Page:Revue des Deux Mondes - 1841 - tome 28.djvu/482

Cette page a été validée par deux contributeurs.
478
REVUE DES DEUX MONDES.

son avénement signifiait quelque chose et marquait un pas vers la gauche. De là une situation compliquée, difficile, et par conséquent un peu d’hésitation dans la conduite du cabinet, un peu d’incertitude dans son langage. Par degrés pourtant l’idée de transaction se dégageait et prenait le dessus, quand une question de politique extérieure renversa le cabinet du 22 février et jeta M. Thiers dans l’opposition.

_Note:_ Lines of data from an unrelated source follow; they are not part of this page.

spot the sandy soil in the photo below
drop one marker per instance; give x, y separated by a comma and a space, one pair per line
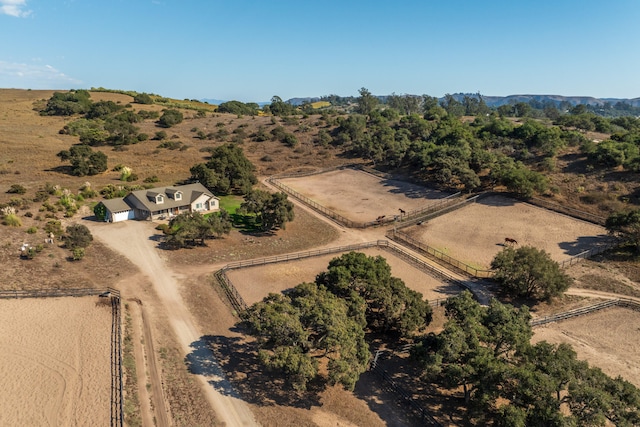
133, 239
55, 362
255, 283
607, 339
475, 233
360, 196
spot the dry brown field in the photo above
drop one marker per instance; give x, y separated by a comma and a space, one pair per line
607, 339
55, 362
361, 196
475, 233
28, 146
255, 283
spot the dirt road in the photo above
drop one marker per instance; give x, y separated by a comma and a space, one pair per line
133, 239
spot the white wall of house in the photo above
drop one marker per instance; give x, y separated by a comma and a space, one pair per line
122, 216
203, 204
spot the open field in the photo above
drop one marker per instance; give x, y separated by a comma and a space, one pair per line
255, 283
55, 362
607, 339
475, 233
28, 146
360, 196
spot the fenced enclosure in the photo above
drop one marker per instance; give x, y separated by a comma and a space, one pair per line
239, 304
405, 215
117, 400
618, 302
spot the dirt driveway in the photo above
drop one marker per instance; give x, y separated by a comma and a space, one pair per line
134, 240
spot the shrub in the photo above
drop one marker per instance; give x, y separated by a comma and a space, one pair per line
17, 189
78, 236
170, 118
78, 254
12, 220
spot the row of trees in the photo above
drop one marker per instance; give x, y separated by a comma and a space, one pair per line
507, 381
328, 320
193, 228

On sait que le 6 septembre, bien que privé du concours de M. Thiers d’une part, de M. de Broglie de l’autre, annonça l’intention de reconstituer l’ancienne majorité et de replacer les esprits et les partis dans la situation où ils étaient avant la chute du 11 octobre. C’était un essai hardi, périlleux, mais qui avait sa grandeur et ses chances. Malheureusement pour ceux qui en avaient conçu la pensée, les partis auxquels on faisait appel n’avaient plus qu’un reste de vie, et ne se souciaient point de l’épuiser en de nouveaux combats. Plus le ministère du 6 septembre s’efforçait de les réchauffer et de les ranimer, plus donc il les trouvait froids et inertes ; plus aussi ils s’irritaient d’un commun accord contre les hommes d’état qui venaient les tirer de leur apathie et leur faire violence. C’est ce qui fait que, vivement attaqués d’un côté, ces hommes d’état ne furent de l’autre que très mollement défendus. Ils tombèrent enfin, et, dès le lendemain de leur chute, l’idée de transaction fut reprise par leurs successeurs avec bruit et ostentation.

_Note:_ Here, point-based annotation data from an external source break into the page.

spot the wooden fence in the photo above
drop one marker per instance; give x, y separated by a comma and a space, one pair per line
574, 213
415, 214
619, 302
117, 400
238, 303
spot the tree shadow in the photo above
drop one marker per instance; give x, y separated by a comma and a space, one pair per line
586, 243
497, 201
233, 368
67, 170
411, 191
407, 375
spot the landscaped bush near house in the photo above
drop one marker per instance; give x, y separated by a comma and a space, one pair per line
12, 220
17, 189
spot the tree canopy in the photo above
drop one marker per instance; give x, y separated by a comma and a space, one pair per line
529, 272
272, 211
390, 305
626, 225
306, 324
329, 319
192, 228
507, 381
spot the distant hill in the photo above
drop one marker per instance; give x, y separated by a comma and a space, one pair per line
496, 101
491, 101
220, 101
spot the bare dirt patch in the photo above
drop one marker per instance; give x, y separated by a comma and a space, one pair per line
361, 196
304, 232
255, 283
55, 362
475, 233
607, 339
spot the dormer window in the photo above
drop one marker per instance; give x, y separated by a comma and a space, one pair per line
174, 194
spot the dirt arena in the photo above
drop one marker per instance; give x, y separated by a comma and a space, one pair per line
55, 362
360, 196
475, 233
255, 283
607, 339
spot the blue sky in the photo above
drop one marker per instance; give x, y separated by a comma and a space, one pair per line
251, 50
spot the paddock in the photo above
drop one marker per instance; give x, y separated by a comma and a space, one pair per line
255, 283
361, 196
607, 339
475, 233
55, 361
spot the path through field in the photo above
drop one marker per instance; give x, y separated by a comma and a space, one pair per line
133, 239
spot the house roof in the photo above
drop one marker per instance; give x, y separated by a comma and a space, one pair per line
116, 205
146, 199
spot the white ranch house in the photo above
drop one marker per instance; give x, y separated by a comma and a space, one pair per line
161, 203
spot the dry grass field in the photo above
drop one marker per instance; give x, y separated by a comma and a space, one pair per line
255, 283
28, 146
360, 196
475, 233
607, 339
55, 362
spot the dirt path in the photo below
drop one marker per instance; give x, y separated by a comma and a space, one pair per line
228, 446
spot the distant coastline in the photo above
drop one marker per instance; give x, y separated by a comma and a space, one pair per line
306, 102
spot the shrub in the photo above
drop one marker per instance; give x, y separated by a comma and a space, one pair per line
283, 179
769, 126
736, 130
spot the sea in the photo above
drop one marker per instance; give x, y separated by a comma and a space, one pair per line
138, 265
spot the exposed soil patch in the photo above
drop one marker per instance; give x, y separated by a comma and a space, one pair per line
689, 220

On ne saurait le nier, le chef du cabinet du 15 avril avait, pour achever la décomposition des anciens partis et pour fonder une majorité de transaction, quelques avantages réels. Par ses opinions bien connues sur la nature et sur la portée des institutions représentatives, il plaisait naturellement à la droite, et lui offrait toutes sortes de garanties. Par sa résistance à plusieurs des lois répressives votées sous le 11 octobre et par son attitude dans le procès d’avril, il avait accès dans la gauche. Il profita habilement de cette circonstance, et le jour où il put, avec l’approbation de la droite, offrir l’amnistie à la gauche, l’œuvre parut définitivement accomplie. C’était, en effet, de la part du parti conservateur une concession immense, puisqu’elle entraînait à la fois l’abandon de la politique suivie jusqu’alors et le désaveu implicite des doctrines sur lesquelles s’appuyait cette politique. En acceptant l’amnistie sans opposition, le vieux parti de la résistance déclarait lui-même son abdication et signait son arrêt de mort. Tout le monde le comprit alors, et c’est ce qui fait que cet acte mémorable eut tant de retentissement.